We are using `scipy.sparse.coo_matrix` which is very easy to build from (x,y) coordinates.

In [80]:
ratings_matrix = sparse.coo_matrix((ratings.rating.values, (ratings.userId.values, ratings.movieId.values)))
ratings_matrix

<162542x209172 sparse matrix of type '<class 'numpy.float64'>'
	with 25000095 stored elements in COOrdinate format>

In [81]:
svd = TruncatedSVD(n_components=20)
svd.fit(ratings_matrix)

TruncatedSVD(n_components=20)

In [82]:
movie_embedding = svd.components_.transpose()
movie_embedding.shape

(209172, 20)

Let's look for "Indiana Jones - Raiders of the lost ark" embedding

In [83]:
movie_embedding[1198]

array([ 0.08744582,  0.01620714, -0.01203282, -0.07023505, -0.09860206,
        0.10747683,  0.06099423, -0.02860729,  0.02006373, -0.00695352,
       -0.04954247,  0.0076526 , -0.03609171, -0.02702496,  0.05481226,
        0.11156189,  0.11168829, -0.07143713,  0.00234318,  0.06138969])

Let's learn an algorithm to search for nearest neighbors for movies

In [84]:
nn = NearestNeighbors(n_neighbors=20)
nn.fit(movie_embedding)

NearestNeighbors(n_neighbors=20)

Indiana Jones - similar movies
------------------

In [85]:
distances, movie_ids = nn.kneighbors([movie_embedding[1198]])
for distance, movie_id in zip(distances[0], movie_ids[0]):
    print(distance, movies_dict[movie_id])
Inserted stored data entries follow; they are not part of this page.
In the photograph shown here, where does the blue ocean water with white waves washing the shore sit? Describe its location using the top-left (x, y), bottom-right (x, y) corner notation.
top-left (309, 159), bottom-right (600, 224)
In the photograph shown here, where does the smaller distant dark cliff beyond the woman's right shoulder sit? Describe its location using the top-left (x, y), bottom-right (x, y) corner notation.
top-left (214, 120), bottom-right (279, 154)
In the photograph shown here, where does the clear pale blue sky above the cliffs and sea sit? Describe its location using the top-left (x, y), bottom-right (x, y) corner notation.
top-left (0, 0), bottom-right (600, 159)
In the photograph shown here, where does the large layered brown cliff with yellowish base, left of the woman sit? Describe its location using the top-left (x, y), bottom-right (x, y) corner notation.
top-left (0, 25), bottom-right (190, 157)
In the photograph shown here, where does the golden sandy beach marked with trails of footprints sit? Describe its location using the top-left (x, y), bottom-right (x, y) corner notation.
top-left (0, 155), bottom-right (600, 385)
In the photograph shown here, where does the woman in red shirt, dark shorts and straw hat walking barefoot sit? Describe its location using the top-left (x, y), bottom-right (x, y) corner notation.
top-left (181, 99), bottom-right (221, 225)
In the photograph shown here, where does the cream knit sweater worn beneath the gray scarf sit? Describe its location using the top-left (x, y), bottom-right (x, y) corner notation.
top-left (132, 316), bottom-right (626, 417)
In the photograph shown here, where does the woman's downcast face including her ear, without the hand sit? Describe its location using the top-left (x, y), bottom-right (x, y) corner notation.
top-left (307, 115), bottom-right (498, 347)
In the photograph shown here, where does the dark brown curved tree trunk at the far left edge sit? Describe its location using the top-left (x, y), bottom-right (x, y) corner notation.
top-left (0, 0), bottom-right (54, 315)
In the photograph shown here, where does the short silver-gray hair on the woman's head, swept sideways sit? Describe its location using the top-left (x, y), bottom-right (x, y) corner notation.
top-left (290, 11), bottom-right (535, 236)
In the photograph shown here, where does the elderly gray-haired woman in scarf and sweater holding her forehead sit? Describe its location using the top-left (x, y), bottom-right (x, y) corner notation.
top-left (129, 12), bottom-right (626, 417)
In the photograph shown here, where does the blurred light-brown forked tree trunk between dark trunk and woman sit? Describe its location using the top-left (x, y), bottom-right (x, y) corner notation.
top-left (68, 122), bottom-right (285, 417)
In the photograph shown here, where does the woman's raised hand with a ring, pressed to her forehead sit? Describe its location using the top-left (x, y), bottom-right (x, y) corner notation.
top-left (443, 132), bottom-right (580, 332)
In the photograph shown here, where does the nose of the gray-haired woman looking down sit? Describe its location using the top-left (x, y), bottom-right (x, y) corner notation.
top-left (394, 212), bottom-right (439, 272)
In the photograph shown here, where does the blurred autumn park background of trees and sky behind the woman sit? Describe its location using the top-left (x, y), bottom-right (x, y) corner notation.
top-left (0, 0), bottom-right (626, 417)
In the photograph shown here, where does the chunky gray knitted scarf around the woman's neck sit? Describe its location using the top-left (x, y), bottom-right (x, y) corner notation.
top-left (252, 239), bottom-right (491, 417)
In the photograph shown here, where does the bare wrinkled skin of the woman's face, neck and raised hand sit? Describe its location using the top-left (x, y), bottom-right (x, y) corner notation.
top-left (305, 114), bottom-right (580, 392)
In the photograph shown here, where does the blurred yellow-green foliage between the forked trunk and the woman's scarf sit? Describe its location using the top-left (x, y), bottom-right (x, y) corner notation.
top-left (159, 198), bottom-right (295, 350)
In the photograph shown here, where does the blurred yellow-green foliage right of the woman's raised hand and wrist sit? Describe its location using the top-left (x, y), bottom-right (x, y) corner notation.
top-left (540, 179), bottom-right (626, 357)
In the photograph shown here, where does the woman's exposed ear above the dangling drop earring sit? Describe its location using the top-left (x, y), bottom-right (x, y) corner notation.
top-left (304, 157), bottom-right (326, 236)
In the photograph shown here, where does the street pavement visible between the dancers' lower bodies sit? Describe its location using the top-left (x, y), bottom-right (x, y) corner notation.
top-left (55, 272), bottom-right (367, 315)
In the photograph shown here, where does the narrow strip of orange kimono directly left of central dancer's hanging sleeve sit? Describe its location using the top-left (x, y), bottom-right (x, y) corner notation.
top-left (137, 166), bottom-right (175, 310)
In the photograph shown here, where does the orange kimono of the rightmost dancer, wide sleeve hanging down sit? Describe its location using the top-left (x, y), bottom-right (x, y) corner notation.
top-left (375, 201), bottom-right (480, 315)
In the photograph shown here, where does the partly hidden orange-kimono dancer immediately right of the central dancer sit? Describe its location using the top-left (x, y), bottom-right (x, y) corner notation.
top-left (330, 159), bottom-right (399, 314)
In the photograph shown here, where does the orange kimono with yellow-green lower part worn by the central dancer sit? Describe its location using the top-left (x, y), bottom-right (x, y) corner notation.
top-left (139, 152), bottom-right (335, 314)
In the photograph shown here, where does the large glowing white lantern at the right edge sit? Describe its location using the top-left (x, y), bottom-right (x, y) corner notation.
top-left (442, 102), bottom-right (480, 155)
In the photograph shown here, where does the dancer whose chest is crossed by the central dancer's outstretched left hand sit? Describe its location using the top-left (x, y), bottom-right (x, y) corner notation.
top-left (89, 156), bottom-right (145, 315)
0.0 Raiders of the Lost Ark (Indiana Jones and the Raiders of the Lost Ark) (1981)
0.11822598587882985 Star Wars: Episode V - The Empire Strikes Back (1980)
0.13933854201053533 Indiana Jones and the Last Crusade (1989)
0.1841531201994526 Star Wars: Episode VI - Return of the Jedi (1983)
0.2047188762724114 Princess Bride, The (1987)
0.22244455569077162 Die Hard (1988)
0.23319149426543237 Star Wars: Episode IV - A New Hope (1977)
0.23352187336807706 Terminator, The (1984)
0.23535671054241958 Aliens (1986)
0.23852108522732834 Monty Python and the Holy Grail (1975)
0.2418752281584256 Star Trek II: The Wrath of Khan (1982)
0.24188772184075155 Back to the Future (1985)
0.255201474604852 Glory (1989)
0.25533631441588045 Star Trek IV: The Voyage Home (1986)
0.25567052455738865 Indiana Jones and the Temple of Doom (1984)
0.25629137665715435 Alien (1979)
0.2593251429585787 Blade Runner (1982)
0.26229706265079655 Blues Brothers, The (1980)
0.26478479032091357 Star Trek III: The Search for Spock (

Naked Gun - similar movies
------------

In [99]:
distances, movie_ids = nn.kneighbors([movie_embedding[26871]])
for distance, movie_id in zip(distances[0], movie_ids[0]):
    print(distance, movies_dict[movie_id])

0.0 My Father the Hero (1994)
0.0008985587260327699 Good Dick (2008)
0.0009062983176811181 My Date with Drew (2004)
0.0009097100074937297 Home Room (2002)
0.0009868212762231428 Scorched (2003)
0.0010055508501584135 Gracie (2007)
0.001019302458954904 Margaret Cho: Assassin (2005)
0.0010289897107564393 Brief Interviews with Hideous Men (2009)
0.0010308597495533895 Puccini for Beginners (2006)
0.0010364846461040614 Greedy (1994)
0.0010499723436063993 November (2004)
0.0010609187728589766 Vamps (2012)
0.001065055799468779 Ellie Parker (2005)
0.0010734153624753745 Career Opportunities (1991)
0.0010756035078611846 Gray Matters (2006)
0.0010812815505772079 Noel (2004)
0.0010843504289125734 Buying the Cow (2002)
0.0011067544081203738 Wedding Daze (2006)
0.001115525954821114 Adam & Steve (2005)
0.0011246646057088449 Waking Up in Reno (2002)


Exercises:
==========
    1. Find your favourite movie and check similar movies - do the recommendations make sense.
    2. Try with different number of SVD components (it could give more precise results).
    3. Try other decomposition algorithms from scikit-learn like NMF.
    4. Try to reduce the number of components to 2 and plot the embeddings - add colors for movie genres - do they make clusters?